HFST

Last updated
Helsinki Finite-State Technology
Developer(s) HFST team
Initial release2008;16 years ago (2008)
Stable release
3.15.4 / February 13, 2021;3 years ago (2021-02-13) [1]
Repository
Written in C++, Prolog, Python
Operating system Cross-platform: Linux, Mac OS X, Windows
Platform x86
Available inEnglish
Type Finite-state toolkit
License GPLv3, part Apache
Website hfst.github.io

Helsinki Finite-State Technology (HFST) is a computer programming library and set of utilities for natural language processing with finite-state automata and finite-state transducers. It is free and open-source software, released under a mix of the GNU General Public License version 3 (GPLv3) and the Apache License.

Contents

Features

The library functions as an interchanging interface to multiple backends, such as OpenFST, foma and SFST. The utilities comprise various compilers, such as hfst-twolc (a compiler for morphological two-level rules), [2] hfst-lexc (a compiler for lexicon definitions) and hfst-regexp2fst (a regular expression compiler). Functions from Xerox's proprietary scripting language xfst is duplicated in hfst-xfst, and the pattern matching utility pmatch in hfst-pmatch, which goes beyond the finite-state formalism in having recursive transition networks (RTNs).
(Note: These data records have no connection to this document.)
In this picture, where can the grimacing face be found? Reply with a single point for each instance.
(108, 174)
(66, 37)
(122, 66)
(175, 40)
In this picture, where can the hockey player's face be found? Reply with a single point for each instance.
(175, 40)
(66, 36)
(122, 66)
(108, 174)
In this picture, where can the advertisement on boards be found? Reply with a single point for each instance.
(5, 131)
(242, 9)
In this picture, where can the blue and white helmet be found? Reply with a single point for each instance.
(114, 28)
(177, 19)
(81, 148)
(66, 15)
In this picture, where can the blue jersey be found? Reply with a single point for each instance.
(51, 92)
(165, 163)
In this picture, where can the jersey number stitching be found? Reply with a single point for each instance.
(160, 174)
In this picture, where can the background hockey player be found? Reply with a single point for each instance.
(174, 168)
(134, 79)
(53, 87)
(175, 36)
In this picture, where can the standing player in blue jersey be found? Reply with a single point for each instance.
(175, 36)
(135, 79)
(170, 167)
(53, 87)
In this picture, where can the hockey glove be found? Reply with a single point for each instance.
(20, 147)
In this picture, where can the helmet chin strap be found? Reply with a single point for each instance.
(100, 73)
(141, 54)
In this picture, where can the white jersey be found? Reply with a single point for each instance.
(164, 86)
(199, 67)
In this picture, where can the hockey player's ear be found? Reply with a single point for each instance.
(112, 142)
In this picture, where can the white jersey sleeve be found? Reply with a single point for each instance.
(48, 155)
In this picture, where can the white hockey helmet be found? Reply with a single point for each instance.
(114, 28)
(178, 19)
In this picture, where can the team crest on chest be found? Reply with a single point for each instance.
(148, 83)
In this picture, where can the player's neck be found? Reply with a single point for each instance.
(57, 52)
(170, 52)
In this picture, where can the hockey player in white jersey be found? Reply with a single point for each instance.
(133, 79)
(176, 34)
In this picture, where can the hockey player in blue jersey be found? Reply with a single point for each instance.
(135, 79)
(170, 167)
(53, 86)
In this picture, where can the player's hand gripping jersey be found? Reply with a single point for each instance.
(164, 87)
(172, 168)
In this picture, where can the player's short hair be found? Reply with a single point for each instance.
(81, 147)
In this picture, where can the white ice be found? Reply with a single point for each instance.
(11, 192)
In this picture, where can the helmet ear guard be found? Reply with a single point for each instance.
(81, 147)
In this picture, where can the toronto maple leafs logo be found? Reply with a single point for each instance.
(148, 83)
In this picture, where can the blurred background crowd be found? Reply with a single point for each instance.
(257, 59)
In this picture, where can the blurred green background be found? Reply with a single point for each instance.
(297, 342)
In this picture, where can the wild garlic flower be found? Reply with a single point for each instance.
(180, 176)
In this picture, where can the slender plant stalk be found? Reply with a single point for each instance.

The library and utilities are written in C++, with an interface to the library in Python and a utility for looking up results from transducers ported to Java and Python.

Transducers in HFST may incorporate weights depending on the backend. For performing FST operations, this is currently only possible via the OpenFST backend. HFST provides two native backends, one designed for fast lookup (hfst-optimized-lookup), the other for format interchange. Both of them can be weighted.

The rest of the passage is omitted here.